Dworzec PKP w Sobótce nieczynny jest od kilkunastu lat. W 1960 roku wyjazdy z Wrocławia w okolice Ślęży stały się szczególnie modne. W latach dziewięćdziesiątych linię uznano za nierentowną i zlikwidowano. Stacja służy jednak filmowcom.
Na peronie kręcono m.in. „Pannę Nikt” w reżyserii Andrzeja Wajdy, oraz „Pigułki dla Aurelii” w reż. Stanisława Lenartowicza. Ten ostatni jest wojennym dramatem i pochodzi z 1958 roku. W latach 90. kręcono tu ujęcia do wielu międzynarodowych produkcji. Zdjęcia trwały zaledwie kilka dni. W tym czasie na peronie pojawiały się zabytkowe wagony, parowozy oraz statyści.
- Głównie grał peron, który z powodu architektury kojarzy się z dwudziestoleciem lub czasami okupacji. Zapamiętałem tutaj trzy produkcje międzynarodowe. Inne dworce w naszym regionie również cieszą się powodzeniem np. w Kątach Wrocławskich, czy Dworzec Nadodrze – mówi Piotr Michlik, który mieszka niedaleko stacji.
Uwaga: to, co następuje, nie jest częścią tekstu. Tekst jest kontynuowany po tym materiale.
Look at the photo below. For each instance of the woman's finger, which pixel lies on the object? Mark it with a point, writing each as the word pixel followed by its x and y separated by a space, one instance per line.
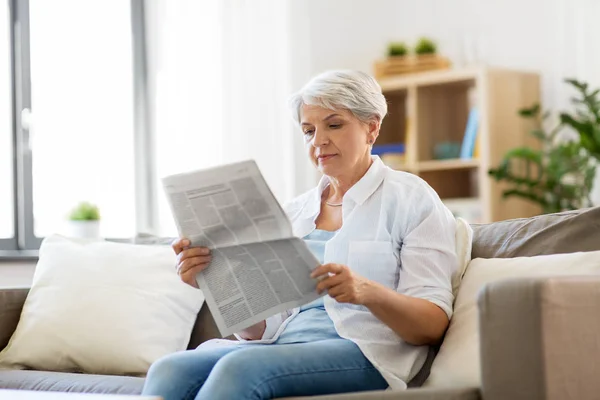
pixel 179 245
pixel 327 268
pixel 330 282
pixel 192 252
pixel 193 262
pixel 336 291
pixel 189 276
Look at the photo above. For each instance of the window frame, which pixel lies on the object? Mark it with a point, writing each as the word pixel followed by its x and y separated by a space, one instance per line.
pixel 24 243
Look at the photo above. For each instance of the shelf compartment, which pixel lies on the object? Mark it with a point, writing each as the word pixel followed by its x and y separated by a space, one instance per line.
pixel 442 114
pixel 453 183
pixel 442 165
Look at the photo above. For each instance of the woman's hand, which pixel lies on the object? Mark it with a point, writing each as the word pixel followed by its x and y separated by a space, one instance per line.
pixel 342 284
pixel 190 261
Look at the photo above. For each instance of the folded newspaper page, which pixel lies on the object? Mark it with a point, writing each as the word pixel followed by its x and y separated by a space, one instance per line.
pixel 258 267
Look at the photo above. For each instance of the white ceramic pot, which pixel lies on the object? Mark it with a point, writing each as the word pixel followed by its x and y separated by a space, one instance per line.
pixel 84 229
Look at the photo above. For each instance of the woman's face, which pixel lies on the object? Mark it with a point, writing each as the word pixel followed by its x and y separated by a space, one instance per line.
pixel 337 141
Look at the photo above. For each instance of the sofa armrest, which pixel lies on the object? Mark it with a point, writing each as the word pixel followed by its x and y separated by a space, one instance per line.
pixel 540 338
pixel 410 394
pixel 11 305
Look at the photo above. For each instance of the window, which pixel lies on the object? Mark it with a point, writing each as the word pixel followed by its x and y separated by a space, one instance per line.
pixel 82 107
pixel 6 130
pixel 72 111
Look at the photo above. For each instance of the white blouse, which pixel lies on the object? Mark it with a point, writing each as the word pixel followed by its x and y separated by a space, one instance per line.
pixel 396 231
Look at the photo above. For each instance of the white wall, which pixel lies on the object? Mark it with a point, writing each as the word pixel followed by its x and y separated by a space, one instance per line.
pixel 16 274
pixel 557 38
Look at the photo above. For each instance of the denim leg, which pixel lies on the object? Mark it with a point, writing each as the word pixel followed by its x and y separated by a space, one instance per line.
pixel 283 370
pixel 179 376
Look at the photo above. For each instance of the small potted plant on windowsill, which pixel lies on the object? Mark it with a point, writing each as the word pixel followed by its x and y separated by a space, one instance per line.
pixel 84 221
pixel 399 60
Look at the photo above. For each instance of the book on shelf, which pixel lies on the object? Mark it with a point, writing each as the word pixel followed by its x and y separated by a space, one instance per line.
pixel 468 145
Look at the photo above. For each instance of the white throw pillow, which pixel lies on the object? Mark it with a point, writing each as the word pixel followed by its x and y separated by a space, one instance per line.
pixel 458 361
pixel 103 308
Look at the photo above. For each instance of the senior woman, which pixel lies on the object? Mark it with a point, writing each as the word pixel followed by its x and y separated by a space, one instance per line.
pixel 386 244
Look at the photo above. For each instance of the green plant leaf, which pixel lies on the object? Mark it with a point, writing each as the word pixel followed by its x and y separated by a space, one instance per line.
pixel 425 46
pixel 85 211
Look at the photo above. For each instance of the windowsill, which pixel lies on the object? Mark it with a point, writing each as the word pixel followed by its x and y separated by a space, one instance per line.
pixel 18 255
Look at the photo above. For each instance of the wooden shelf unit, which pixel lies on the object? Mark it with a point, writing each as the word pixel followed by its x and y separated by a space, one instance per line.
pixel 433 107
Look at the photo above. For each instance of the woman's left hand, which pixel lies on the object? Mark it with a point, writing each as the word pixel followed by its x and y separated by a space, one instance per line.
pixel 342 284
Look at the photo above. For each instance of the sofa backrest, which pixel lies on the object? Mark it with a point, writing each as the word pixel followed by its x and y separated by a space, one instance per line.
pixel 565 232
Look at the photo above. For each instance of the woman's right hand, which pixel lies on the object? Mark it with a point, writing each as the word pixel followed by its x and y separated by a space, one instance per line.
pixel 190 260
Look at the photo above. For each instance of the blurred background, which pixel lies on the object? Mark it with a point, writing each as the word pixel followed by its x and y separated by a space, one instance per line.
pixel 100 99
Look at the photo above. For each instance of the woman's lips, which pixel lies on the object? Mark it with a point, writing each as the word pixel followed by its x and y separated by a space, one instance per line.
pixel 325 158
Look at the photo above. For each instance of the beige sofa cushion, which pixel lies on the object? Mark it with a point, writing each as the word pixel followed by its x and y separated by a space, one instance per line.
pixel 540 339
pixel 68 382
pixel 458 361
pixel 565 232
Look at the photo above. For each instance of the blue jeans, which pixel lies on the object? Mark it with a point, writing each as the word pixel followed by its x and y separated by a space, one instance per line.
pixel 262 371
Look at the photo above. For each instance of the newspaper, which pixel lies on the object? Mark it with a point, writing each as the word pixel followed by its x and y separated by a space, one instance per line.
pixel 258 267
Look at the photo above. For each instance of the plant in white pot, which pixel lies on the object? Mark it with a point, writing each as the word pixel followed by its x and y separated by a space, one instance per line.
pixel 84 221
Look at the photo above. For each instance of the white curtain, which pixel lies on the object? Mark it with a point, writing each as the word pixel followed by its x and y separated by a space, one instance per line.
pixel 220 73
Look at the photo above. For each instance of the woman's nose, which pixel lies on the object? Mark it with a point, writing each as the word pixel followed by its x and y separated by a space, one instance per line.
pixel 320 138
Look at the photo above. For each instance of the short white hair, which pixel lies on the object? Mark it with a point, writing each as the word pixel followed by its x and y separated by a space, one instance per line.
pixel 350 90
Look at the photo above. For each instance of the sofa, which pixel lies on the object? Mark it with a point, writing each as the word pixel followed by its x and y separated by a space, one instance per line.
pixel 523 356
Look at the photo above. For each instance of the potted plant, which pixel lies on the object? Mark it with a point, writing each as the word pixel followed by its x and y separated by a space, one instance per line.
pixel 425 46
pixel 561 174
pixel 84 221
pixel 397 49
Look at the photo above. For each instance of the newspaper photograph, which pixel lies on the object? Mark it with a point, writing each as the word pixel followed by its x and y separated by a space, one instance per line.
pixel 258 267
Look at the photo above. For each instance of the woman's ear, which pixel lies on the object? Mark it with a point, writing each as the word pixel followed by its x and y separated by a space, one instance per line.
pixel 373 133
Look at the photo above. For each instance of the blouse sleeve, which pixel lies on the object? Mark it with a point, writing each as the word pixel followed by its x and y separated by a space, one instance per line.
pixel 428 252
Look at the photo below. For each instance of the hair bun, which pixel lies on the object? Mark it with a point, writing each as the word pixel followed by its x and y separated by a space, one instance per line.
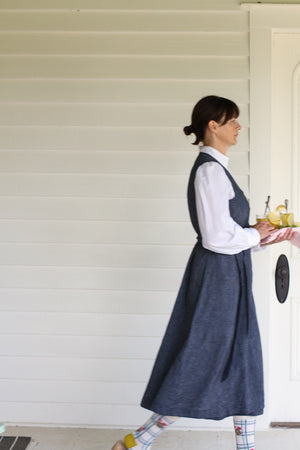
pixel 189 130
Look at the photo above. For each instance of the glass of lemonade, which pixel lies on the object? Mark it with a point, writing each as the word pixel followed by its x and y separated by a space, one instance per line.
pixel 287 219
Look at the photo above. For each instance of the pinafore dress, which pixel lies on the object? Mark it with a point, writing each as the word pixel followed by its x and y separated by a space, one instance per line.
pixel 209 365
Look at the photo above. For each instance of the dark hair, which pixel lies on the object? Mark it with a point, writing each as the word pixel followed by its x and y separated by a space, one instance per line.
pixel 212 107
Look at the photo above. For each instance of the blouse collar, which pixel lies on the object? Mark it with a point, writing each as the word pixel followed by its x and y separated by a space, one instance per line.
pixel 222 159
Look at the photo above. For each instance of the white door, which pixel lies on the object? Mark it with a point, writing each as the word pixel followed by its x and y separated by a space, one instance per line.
pixel 285 173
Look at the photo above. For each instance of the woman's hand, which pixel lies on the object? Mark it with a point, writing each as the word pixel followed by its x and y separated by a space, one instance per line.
pixel 264 228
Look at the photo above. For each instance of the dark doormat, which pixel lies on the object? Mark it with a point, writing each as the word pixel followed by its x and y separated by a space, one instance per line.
pixel 14 443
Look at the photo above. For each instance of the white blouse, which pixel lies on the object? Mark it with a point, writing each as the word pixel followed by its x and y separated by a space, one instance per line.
pixel 220 233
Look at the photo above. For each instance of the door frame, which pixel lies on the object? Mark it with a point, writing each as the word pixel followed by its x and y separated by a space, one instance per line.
pixel 264 21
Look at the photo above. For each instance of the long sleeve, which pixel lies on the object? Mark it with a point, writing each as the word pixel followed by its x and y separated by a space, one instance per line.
pixel 220 233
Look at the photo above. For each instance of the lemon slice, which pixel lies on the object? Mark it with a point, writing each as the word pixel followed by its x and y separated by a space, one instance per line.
pixel 280 208
pixel 274 218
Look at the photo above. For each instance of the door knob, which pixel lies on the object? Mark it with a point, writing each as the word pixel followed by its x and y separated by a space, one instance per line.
pixel 282 278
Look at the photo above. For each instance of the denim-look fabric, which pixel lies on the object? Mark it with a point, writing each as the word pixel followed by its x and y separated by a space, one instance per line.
pixel 209 364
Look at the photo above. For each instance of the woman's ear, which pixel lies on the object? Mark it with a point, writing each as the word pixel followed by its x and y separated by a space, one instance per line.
pixel 212 126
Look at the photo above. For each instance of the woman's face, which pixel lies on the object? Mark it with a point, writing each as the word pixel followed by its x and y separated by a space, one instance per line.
pixel 228 133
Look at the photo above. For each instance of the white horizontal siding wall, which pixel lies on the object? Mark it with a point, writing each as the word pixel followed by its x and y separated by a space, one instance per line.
pixel 94 228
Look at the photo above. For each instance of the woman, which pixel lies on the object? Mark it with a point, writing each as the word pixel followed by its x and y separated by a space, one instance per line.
pixel 209 365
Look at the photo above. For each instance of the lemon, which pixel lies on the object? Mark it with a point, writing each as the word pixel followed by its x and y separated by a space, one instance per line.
pixel 274 218
pixel 281 209
pixel 290 219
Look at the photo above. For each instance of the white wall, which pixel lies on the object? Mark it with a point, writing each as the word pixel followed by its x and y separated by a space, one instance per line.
pixel 94 228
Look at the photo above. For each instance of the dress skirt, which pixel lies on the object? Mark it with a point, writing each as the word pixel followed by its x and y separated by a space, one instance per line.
pixel 209 364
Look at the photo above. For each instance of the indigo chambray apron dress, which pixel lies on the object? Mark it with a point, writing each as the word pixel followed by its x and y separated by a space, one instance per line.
pixel 209 365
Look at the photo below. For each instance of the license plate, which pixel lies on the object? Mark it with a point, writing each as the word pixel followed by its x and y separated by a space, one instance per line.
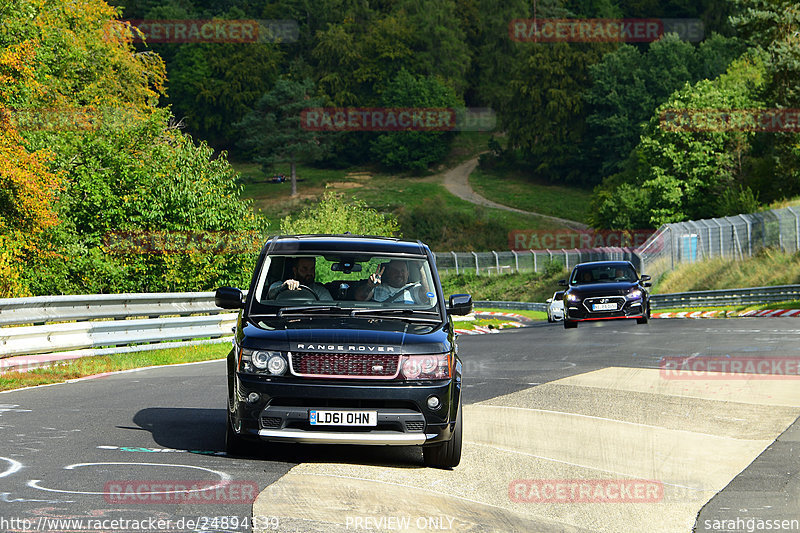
pixel 343 418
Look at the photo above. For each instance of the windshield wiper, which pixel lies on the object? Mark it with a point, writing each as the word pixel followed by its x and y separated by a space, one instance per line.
pixel 381 311
pixel 304 309
pixel 409 315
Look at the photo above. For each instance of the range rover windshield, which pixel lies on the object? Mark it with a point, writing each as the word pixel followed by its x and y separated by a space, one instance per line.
pixel 357 284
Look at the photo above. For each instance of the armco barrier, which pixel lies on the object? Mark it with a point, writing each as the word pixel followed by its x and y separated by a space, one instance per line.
pixel 109 323
pixel 115 323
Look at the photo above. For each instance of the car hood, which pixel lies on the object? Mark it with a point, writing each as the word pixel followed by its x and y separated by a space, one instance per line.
pixel 603 289
pixel 306 337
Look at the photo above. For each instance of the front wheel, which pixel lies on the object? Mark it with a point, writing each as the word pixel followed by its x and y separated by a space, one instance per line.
pixel 445 455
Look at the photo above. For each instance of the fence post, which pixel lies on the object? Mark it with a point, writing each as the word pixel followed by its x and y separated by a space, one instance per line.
pixel 796 229
pixel 721 238
pixel 749 236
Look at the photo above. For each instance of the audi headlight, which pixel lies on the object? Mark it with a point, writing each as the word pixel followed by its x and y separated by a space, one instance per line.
pixel 261 360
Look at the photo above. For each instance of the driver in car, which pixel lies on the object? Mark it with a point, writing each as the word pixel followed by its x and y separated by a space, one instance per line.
pixel 304 273
pixel 391 279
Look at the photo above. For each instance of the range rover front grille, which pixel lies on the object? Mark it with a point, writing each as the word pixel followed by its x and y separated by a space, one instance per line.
pixel 345 365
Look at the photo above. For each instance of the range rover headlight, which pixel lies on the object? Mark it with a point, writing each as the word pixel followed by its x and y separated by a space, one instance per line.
pixel 436 366
pixel 276 364
pixel 261 360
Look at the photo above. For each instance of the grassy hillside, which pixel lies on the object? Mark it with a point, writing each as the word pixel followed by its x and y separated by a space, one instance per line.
pixel 518 190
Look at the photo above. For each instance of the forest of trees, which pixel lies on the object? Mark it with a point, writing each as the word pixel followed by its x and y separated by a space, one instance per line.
pixel 587 114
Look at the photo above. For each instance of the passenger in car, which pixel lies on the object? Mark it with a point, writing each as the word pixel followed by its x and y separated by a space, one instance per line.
pixel 389 279
pixel 303 273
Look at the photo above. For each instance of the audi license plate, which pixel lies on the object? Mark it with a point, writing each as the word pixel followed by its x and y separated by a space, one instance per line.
pixel 343 418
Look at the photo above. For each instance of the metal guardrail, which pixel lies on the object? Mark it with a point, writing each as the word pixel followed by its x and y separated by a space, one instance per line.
pixel 745 296
pixel 77 325
pixel 114 323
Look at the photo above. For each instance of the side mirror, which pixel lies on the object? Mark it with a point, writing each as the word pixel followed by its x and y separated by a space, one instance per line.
pixel 228 298
pixel 459 304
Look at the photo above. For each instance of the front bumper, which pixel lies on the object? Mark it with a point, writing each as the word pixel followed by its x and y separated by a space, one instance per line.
pixel 577 311
pixel 403 417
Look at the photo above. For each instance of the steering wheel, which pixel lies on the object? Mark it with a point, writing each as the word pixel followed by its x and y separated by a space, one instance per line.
pixel 401 290
pixel 284 288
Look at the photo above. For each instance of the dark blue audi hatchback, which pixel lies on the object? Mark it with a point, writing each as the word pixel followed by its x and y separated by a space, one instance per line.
pixel 345 339
pixel 605 290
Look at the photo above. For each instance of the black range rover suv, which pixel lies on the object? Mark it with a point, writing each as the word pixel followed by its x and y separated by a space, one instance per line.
pixel 605 290
pixel 358 349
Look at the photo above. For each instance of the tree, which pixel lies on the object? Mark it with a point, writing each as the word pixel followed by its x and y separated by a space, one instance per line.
pixel 627 86
pixel 682 169
pixel 273 132
pixel 334 215
pixel 414 150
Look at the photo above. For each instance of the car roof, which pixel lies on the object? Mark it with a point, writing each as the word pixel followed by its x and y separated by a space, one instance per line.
pixel 604 263
pixel 329 243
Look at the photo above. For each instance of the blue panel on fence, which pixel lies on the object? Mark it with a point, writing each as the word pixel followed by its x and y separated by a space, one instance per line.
pixel 689 247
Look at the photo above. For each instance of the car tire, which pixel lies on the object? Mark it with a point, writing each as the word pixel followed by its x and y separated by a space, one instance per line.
pixel 445 455
pixel 234 444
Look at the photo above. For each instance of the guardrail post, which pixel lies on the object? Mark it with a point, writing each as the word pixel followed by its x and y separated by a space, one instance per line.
pixel 796 229
pixel 749 236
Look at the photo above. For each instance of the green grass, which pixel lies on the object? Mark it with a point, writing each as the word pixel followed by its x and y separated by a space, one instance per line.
pixel 534 315
pixel 768 267
pixel 90 366
pixel 518 190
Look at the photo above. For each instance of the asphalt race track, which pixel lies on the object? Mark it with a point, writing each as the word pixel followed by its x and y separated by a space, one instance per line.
pixel 573 430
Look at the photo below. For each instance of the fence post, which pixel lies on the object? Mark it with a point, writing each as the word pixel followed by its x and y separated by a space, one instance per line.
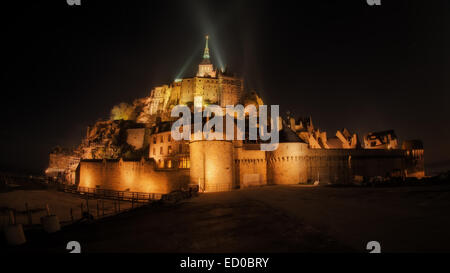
pixel 29 215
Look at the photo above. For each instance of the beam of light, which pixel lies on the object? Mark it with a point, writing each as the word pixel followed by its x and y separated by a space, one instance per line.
pixel 187 64
pixel 209 27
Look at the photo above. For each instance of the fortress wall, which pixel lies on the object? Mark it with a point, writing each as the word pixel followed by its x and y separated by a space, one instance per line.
pixel 340 165
pixel 250 167
pixel 187 90
pixel 212 165
pixel 286 165
pixel 137 176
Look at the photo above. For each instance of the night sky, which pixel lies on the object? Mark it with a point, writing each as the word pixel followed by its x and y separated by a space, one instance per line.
pixel 345 63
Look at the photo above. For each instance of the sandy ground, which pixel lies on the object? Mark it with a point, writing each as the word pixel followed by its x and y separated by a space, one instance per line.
pixel 273 219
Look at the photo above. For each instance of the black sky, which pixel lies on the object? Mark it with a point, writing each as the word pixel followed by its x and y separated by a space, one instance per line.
pixel 346 63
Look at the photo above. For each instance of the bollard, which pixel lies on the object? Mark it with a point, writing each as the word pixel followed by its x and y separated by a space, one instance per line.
pixel 50 223
pixel 14 234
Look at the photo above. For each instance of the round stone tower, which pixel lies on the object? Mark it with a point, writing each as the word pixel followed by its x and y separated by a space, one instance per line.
pixel 212 165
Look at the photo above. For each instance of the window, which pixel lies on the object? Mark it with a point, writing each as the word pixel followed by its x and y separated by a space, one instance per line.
pixel 184 163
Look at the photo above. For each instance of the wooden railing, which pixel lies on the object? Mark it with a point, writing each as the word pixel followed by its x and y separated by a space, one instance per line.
pixel 111 194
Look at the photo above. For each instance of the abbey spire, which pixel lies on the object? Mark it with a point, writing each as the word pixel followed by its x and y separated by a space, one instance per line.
pixel 206 53
pixel 205 68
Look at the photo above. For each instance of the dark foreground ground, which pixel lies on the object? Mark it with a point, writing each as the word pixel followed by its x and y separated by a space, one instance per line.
pixel 271 219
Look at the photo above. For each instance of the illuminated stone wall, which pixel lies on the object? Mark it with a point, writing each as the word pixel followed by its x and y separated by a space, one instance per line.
pixel 135 176
pixel 286 165
pixel 294 163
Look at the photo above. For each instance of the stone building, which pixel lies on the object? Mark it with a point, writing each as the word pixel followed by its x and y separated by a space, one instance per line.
pixel 305 154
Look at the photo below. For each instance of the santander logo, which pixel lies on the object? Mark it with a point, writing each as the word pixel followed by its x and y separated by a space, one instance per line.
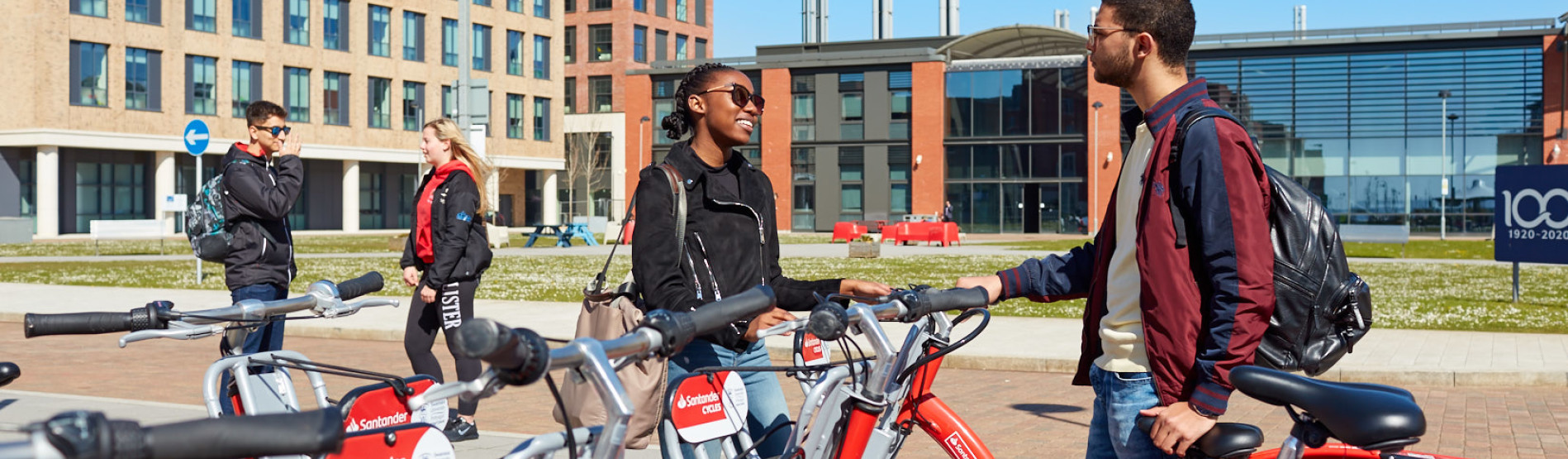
pixel 375 423
pixel 709 401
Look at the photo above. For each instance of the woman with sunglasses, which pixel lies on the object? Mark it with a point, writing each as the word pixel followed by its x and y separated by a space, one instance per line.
pixel 729 241
pixel 449 244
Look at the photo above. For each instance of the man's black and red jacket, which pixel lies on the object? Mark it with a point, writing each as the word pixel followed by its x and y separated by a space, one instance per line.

15 września (sobota) o godzinie 9. w ramach Europejskich Dni Dziedzictwa Narodowego odbędzie się podróż pociągiem linii 285 (Wrocław Główny – Kobierzyce – Sobótka Zachodnia). Wyjazd z peronu 5. z którego dawniej odprawiano skład do Sobótki. Rozkład jazdy zostanie ogłoszony na dwa tygodnie przed terminem. Wszelkie szczegóły imprezy na stronie: www.ksk.wroclaw.pl. Organizatorem bezpłatnego wyjazdu jest Klub Sympatyków Kolei z Wrocławia. Obecnie linia używana tylko w ruchu towarowym. Pociągi przewożące granit kursują 2-4 razy w tygodniu. W latach 50 i sześćdziesiątych linia służyła mieszkańcom Dolnego Śląska do przyjazdu do Sobótki. Jednak kolej zastąpiły autobusy PKS oraz przewoźnicy prywatni. Na stacji PKP w Sobótce mieszkają obecnie byli pracownicy kolei oraz ich rodziny.